南国でヒグマの話をしてきました。
11月21日から24日まで沖縄の琉球大学で「第21回 野生動物と社会」学会が開催されました。
私たち知床財団は、北海道大学敷田教授と共同で観光資源化しているヒグマについてテーマセッションを行いました。
知床を訪れる観光客にとって、ヒグマとは一度は見てみたい野生動物の代表となっています。しかし、そこには観光客や地元住民の安全を最優先する管理側としばしば対立関係を生じている現状があります。こういった状況を念頭に置いて、それぞれの立場を超えた新たな管理の考え方はできないだろうか、といった内容のセッションでした。
ヒグマを観光資源として捉えることは、ヒグマの被害防止や個体群の保全といった従来の視点とは一歩進んだ考え方になります。

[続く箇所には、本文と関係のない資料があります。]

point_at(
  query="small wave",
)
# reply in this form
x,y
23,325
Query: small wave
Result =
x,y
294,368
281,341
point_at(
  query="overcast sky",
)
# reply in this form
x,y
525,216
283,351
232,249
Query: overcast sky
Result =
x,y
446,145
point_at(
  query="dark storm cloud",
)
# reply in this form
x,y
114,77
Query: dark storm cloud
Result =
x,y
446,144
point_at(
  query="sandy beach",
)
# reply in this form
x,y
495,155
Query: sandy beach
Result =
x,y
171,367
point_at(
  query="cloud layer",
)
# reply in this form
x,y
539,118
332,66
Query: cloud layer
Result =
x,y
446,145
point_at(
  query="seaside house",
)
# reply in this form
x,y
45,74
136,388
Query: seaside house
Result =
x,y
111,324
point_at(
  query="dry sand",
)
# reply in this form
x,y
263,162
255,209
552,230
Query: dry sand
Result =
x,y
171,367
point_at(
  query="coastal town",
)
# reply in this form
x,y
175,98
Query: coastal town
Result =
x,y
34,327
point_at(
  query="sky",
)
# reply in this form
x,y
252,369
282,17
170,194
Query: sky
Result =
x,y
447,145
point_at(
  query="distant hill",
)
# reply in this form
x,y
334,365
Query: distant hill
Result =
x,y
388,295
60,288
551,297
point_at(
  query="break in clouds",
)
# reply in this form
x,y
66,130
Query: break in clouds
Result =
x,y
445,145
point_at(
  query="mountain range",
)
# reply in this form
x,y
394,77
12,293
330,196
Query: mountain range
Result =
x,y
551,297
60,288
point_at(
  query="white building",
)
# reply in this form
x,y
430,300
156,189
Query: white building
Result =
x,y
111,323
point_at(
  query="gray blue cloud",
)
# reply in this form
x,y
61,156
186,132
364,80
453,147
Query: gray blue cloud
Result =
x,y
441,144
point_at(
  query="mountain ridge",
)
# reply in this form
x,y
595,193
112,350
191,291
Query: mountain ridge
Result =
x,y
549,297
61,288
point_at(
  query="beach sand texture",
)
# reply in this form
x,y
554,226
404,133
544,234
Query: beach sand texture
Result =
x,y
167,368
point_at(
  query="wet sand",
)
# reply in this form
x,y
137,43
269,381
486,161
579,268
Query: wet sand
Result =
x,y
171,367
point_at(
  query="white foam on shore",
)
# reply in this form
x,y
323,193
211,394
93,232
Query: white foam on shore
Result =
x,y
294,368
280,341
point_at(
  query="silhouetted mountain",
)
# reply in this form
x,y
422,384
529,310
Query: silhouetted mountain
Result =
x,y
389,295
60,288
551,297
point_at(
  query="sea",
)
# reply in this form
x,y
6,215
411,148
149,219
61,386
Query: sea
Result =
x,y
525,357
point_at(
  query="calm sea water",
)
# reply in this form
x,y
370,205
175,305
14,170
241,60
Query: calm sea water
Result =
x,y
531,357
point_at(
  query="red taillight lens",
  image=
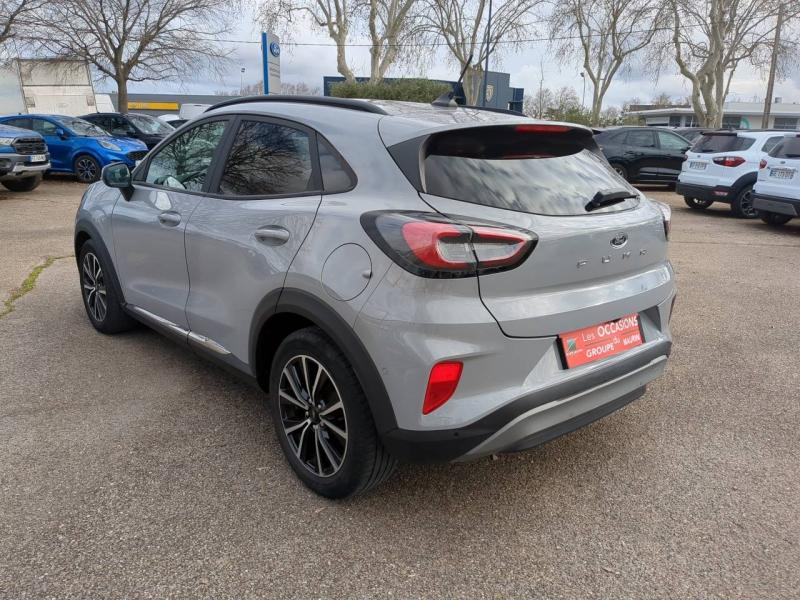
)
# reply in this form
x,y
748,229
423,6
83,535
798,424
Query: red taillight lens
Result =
x,y
729,161
430,245
442,384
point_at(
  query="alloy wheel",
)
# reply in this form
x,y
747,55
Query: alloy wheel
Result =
x,y
86,170
94,287
313,415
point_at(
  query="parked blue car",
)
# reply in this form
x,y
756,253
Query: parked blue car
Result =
x,y
79,147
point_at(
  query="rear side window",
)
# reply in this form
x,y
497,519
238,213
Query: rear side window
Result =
x,y
336,176
641,139
268,159
183,163
508,167
710,143
789,148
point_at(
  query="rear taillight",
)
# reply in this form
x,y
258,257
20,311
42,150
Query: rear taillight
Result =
x,y
431,245
666,213
442,384
729,161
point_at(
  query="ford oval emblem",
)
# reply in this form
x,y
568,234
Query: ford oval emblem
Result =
x,y
619,240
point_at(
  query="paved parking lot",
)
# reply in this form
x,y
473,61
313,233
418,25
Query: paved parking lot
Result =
x,y
131,469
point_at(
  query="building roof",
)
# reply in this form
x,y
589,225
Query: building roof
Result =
x,y
780,109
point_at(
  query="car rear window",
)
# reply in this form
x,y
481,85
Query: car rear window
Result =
x,y
788,148
710,143
523,168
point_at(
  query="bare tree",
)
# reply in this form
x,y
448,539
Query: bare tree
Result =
x,y
137,40
711,38
336,17
461,26
608,32
16,15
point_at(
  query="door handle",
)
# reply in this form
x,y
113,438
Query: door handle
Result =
x,y
272,235
170,219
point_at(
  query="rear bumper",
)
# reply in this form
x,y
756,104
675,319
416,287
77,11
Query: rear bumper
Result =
x,y
716,193
776,204
540,416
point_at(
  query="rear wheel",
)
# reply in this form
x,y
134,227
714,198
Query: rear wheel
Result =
x,y
87,169
100,299
742,206
23,184
322,418
774,219
697,204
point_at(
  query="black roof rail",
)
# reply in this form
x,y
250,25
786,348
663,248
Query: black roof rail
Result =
x,y
505,111
348,103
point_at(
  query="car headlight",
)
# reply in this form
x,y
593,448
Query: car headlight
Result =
x,y
110,146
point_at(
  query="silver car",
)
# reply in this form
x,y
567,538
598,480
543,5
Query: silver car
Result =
x,y
406,282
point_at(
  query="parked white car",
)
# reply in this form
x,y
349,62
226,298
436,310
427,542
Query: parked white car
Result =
x,y
776,195
722,166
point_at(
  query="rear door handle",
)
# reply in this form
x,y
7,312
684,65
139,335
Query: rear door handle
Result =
x,y
272,235
170,219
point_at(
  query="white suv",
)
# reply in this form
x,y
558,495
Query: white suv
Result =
x,y
722,166
776,195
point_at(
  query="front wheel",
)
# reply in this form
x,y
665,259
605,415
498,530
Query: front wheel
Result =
x,y
322,418
87,169
742,206
23,184
774,219
696,204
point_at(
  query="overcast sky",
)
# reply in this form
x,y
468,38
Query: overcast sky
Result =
x,y
309,64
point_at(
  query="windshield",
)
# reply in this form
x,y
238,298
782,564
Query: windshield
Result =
x,y
151,125
711,143
506,167
81,127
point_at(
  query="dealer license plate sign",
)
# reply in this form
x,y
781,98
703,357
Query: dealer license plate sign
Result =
x,y
601,341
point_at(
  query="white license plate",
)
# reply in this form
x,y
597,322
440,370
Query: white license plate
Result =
x,y
781,173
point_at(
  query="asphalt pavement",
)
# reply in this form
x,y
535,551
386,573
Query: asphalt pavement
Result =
x,y
129,468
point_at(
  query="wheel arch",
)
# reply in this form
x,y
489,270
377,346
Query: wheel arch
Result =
x,y
283,312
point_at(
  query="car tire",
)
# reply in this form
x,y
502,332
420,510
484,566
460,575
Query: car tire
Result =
x,y
346,456
620,170
103,306
697,204
774,219
86,169
23,184
742,206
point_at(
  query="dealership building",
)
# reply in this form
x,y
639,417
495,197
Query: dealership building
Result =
x,y
736,115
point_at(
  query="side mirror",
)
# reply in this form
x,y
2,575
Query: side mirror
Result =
x,y
118,175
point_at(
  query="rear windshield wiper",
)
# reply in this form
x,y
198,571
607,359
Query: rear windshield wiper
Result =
x,y
607,198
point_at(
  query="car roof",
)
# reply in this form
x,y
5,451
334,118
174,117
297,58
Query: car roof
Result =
x,y
399,120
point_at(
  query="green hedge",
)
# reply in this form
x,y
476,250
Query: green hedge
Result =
x,y
411,90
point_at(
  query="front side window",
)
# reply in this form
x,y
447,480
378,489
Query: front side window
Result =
x,y
43,127
641,139
183,163
670,141
81,127
267,159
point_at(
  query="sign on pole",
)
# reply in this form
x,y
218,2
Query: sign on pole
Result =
x,y
271,63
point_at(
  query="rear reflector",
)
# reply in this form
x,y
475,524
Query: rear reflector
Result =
x,y
729,161
442,385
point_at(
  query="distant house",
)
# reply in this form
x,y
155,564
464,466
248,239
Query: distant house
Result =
x,y
736,115
52,86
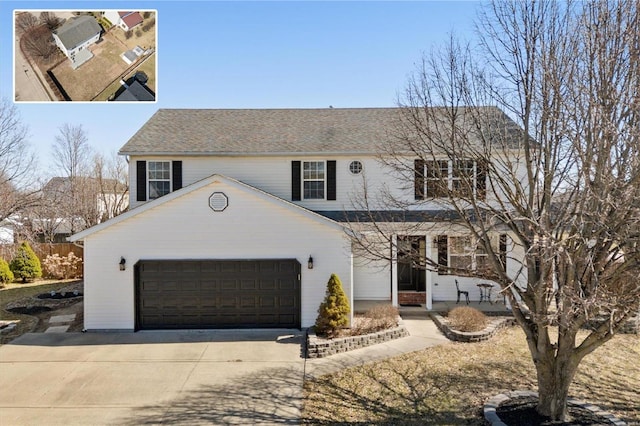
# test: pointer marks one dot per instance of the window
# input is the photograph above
(313, 179)
(460, 252)
(159, 173)
(464, 177)
(437, 178)
(355, 167)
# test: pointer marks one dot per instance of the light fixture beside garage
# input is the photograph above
(218, 201)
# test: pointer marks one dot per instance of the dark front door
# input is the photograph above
(178, 294)
(411, 260)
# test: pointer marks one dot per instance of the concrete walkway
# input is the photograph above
(423, 334)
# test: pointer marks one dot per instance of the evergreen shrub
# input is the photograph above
(333, 313)
(26, 265)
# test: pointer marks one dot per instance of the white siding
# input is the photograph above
(251, 227)
(269, 174)
(372, 280)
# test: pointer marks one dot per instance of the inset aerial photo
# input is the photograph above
(85, 56)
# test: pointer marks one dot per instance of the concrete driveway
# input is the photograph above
(173, 377)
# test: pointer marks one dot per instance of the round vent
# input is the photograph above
(355, 167)
(218, 201)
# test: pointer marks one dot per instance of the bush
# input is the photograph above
(465, 318)
(62, 268)
(334, 310)
(25, 265)
(378, 318)
(6, 276)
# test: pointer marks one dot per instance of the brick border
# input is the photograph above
(495, 401)
(495, 324)
(318, 347)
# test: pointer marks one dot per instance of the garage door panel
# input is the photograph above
(218, 294)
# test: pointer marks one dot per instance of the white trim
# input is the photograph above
(195, 186)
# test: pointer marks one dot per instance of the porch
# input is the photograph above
(497, 307)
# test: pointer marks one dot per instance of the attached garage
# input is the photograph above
(218, 294)
(215, 254)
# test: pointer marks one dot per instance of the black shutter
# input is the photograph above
(481, 180)
(141, 180)
(443, 254)
(331, 180)
(418, 166)
(176, 172)
(503, 251)
(295, 181)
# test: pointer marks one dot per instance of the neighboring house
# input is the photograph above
(238, 219)
(67, 208)
(75, 36)
(124, 20)
(8, 231)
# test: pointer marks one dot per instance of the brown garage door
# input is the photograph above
(217, 294)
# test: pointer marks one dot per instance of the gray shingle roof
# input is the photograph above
(78, 30)
(263, 131)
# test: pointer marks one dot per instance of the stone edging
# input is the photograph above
(319, 348)
(473, 336)
(494, 402)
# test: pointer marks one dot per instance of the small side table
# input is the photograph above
(485, 292)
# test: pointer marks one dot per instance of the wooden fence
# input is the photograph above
(42, 250)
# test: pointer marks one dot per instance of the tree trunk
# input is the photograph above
(554, 378)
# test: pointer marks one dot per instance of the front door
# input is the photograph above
(411, 261)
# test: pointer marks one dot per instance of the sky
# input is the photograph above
(213, 54)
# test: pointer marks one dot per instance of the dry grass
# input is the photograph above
(13, 292)
(448, 384)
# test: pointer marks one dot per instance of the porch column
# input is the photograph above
(394, 270)
(429, 280)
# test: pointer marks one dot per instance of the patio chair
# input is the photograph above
(466, 293)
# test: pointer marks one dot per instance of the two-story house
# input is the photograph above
(239, 217)
(75, 36)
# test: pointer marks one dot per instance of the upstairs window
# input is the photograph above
(159, 178)
(435, 179)
(313, 180)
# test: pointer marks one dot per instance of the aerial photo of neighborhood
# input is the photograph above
(87, 56)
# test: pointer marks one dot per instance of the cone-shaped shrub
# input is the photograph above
(6, 276)
(333, 313)
(25, 264)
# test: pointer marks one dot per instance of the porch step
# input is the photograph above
(412, 297)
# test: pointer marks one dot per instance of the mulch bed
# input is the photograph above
(522, 412)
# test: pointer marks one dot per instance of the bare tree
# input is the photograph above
(50, 20)
(25, 21)
(17, 162)
(558, 171)
(38, 43)
(110, 174)
(73, 156)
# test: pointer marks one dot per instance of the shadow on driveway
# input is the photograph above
(271, 396)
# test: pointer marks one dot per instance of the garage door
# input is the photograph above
(217, 294)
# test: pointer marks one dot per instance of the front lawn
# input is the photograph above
(16, 291)
(448, 384)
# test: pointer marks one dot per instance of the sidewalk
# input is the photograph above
(423, 334)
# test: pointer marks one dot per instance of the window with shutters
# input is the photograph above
(462, 252)
(313, 180)
(159, 178)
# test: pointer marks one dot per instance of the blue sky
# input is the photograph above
(252, 55)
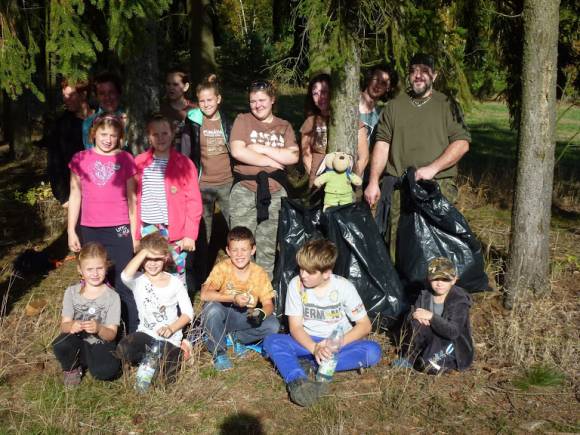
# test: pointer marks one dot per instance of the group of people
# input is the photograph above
(143, 214)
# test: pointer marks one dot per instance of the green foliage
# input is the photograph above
(539, 376)
(72, 45)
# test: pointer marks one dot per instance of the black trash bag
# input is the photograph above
(430, 226)
(363, 259)
(296, 225)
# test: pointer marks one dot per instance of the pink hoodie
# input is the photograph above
(184, 205)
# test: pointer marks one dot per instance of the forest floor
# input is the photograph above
(525, 377)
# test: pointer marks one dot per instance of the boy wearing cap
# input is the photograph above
(437, 332)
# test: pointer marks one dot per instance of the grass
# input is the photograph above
(535, 344)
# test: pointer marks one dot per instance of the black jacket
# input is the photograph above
(190, 139)
(453, 324)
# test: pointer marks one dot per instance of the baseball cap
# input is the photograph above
(441, 268)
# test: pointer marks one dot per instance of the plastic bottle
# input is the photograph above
(436, 360)
(148, 367)
(327, 367)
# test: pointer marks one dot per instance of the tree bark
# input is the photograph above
(202, 43)
(142, 88)
(529, 255)
(344, 119)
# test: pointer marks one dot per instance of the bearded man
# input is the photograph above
(422, 128)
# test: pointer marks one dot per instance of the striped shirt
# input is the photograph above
(154, 200)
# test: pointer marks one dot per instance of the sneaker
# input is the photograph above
(222, 363)
(402, 363)
(305, 392)
(72, 378)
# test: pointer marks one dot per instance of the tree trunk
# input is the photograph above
(343, 125)
(142, 88)
(529, 255)
(202, 43)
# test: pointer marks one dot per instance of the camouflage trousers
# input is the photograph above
(209, 196)
(448, 189)
(243, 213)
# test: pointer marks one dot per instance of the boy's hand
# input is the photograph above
(76, 327)
(256, 317)
(165, 331)
(91, 326)
(241, 300)
(322, 352)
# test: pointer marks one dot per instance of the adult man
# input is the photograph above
(108, 91)
(422, 128)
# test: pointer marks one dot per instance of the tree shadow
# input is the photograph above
(242, 423)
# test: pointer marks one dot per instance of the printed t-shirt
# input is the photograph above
(154, 197)
(419, 135)
(340, 304)
(157, 306)
(258, 285)
(103, 187)
(276, 134)
(215, 157)
(106, 309)
(316, 127)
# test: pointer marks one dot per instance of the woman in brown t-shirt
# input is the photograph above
(262, 145)
(314, 131)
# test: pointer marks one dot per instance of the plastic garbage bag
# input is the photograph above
(430, 226)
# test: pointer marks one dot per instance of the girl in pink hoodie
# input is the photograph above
(168, 197)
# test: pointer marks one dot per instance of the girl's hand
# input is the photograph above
(74, 243)
(322, 352)
(165, 331)
(91, 326)
(76, 327)
(186, 244)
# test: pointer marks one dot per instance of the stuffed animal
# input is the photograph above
(337, 179)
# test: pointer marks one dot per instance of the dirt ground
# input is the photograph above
(524, 379)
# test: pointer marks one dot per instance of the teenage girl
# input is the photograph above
(102, 194)
(163, 304)
(91, 312)
(262, 145)
(176, 106)
(168, 198)
(314, 130)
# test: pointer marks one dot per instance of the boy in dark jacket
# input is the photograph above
(437, 333)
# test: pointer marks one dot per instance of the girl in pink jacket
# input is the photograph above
(168, 197)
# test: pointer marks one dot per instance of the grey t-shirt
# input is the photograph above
(106, 309)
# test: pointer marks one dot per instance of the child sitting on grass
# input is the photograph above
(158, 295)
(91, 313)
(317, 303)
(437, 333)
(239, 300)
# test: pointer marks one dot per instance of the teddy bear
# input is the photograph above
(337, 179)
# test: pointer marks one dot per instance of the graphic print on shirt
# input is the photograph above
(102, 172)
(271, 138)
(154, 308)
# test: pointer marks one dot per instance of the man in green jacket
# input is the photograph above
(423, 128)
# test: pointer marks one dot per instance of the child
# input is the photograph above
(91, 312)
(158, 295)
(102, 194)
(168, 198)
(233, 291)
(437, 334)
(317, 302)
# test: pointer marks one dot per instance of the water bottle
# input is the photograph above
(327, 367)
(148, 367)
(436, 360)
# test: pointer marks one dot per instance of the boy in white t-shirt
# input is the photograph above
(157, 294)
(316, 303)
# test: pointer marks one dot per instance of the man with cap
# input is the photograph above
(437, 332)
(420, 128)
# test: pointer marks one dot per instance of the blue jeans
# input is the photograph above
(285, 352)
(219, 320)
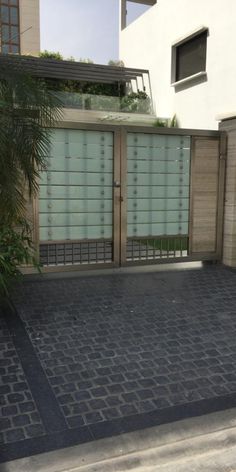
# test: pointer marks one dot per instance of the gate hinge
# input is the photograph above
(223, 157)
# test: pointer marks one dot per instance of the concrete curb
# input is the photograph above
(204, 443)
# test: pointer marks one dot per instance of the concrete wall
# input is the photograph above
(147, 43)
(29, 17)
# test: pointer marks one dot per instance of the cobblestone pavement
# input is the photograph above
(93, 356)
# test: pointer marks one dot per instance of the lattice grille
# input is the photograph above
(146, 249)
(76, 253)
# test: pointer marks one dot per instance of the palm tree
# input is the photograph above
(28, 111)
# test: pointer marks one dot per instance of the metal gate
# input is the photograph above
(124, 195)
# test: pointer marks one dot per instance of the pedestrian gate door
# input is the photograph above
(116, 196)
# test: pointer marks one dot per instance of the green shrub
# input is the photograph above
(16, 249)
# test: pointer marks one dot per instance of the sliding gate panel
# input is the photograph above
(158, 193)
(76, 199)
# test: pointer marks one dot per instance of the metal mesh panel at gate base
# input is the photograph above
(146, 249)
(76, 253)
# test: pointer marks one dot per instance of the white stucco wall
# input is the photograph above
(147, 42)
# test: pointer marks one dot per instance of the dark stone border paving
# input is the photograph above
(60, 433)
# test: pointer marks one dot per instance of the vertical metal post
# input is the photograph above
(221, 190)
(123, 203)
(116, 197)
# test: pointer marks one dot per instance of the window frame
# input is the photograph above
(174, 57)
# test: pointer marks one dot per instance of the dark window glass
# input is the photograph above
(191, 57)
(14, 34)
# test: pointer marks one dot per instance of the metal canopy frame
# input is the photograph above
(70, 70)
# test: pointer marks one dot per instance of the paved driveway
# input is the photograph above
(90, 357)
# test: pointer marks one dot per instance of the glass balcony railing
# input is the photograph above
(127, 104)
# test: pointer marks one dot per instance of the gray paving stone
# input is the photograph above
(119, 345)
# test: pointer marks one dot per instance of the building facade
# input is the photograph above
(187, 47)
(19, 27)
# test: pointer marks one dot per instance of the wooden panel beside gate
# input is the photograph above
(207, 179)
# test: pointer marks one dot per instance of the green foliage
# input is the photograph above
(116, 63)
(174, 122)
(74, 86)
(86, 60)
(164, 123)
(136, 102)
(16, 249)
(27, 112)
(51, 55)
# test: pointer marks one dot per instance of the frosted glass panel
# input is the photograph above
(158, 184)
(76, 190)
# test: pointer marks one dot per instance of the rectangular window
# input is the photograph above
(9, 15)
(190, 56)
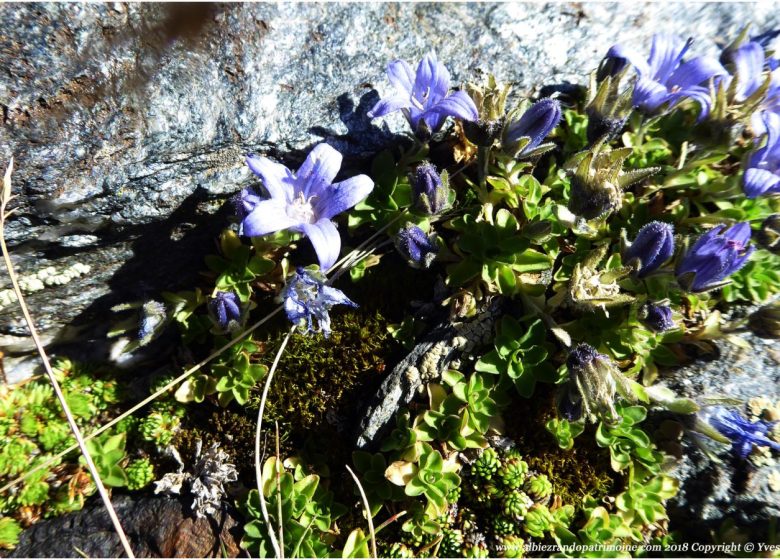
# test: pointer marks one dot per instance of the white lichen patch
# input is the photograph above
(774, 481)
(762, 457)
(762, 408)
(205, 483)
(46, 277)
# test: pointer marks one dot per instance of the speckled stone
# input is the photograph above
(717, 485)
(129, 132)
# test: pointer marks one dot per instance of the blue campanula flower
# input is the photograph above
(153, 318)
(424, 97)
(653, 246)
(658, 317)
(536, 123)
(665, 78)
(416, 247)
(750, 61)
(225, 307)
(431, 194)
(307, 297)
(305, 201)
(762, 172)
(594, 381)
(716, 255)
(743, 433)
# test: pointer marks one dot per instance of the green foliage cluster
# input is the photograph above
(308, 514)
(33, 428)
(545, 232)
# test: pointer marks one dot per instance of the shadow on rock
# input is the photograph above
(167, 255)
(156, 526)
(363, 137)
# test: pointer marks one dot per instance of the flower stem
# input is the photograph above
(82, 444)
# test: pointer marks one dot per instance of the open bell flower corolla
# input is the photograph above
(305, 201)
(424, 96)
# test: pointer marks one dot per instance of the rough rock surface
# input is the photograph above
(714, 490)
(128, 122)
(155, 526)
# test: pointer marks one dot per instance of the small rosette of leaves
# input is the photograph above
(520, 354)
(495, 253)
(627, 442)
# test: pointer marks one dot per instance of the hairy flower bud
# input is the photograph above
(490, 100)
(608, 108)
(716, 255)
(533, 126)
(430, 190)
(596, 379)
(307, 297)
(225, 309)
(743, 433)
(598, 180)
(416, 247)
(591, 288)
(653, 246)
(657, 317)
(769, 234)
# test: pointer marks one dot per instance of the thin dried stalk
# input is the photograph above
(367, 507)
(144, 402)
(4, 199)
(258, 464)
(279, 490)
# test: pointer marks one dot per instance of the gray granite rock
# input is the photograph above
(715, 484)
(156, 527)
(129, 122)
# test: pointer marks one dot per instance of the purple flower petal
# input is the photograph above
(277, 179)
(653, 246)
(696, 71)
(649, 94)
(267, 217)
(431, 82)
(697, 93)
(326, 241)
(757, 182)
(536, 123)
(716, 255)
(749, 65)
(739, 234)
(318, 171)
(343, 196)
(666, 53)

会場からは、ヒグマの人慣れが今以上に進行する可能性を懸念する意見、アフリカやカナダなどのすでに野生動物が観光対象となっている海外の事例と比較した意見などが出され議論となりました。
観光と保全(安全)両者が融合した新たなシステムの構築には時間が掛かりますが、より良い知床の環境を後世に繋げるためこれからも議論を続けていく必要があります。
一方、地元の鹿児島県の奄美大島や屋久島を含む琉球諸島では、アマミノクロウサギやヤンバルクイナといった希少種の保全対策の事例が多く発表されていました。
外来生物対策や交通事故対策などの発表が多く、知床との共通点も発見できました。
開催地の沖縄本島では、外来生物であるマングース根絶に向けた取り組みの紹介もあり、23日から24日に行われたフィールドセッションでは沖縄本島北部のやんばるの森を視察しました。
やんばるの森では、島を横断するマングース侵入防止柵や絶滅が危惧されているヤンバルクイナを生態展示している施設を訪れました。対象は違えど、野生動物を相手に試行錯誤している関係者との交流は、お互いに大いに刺激を受けました。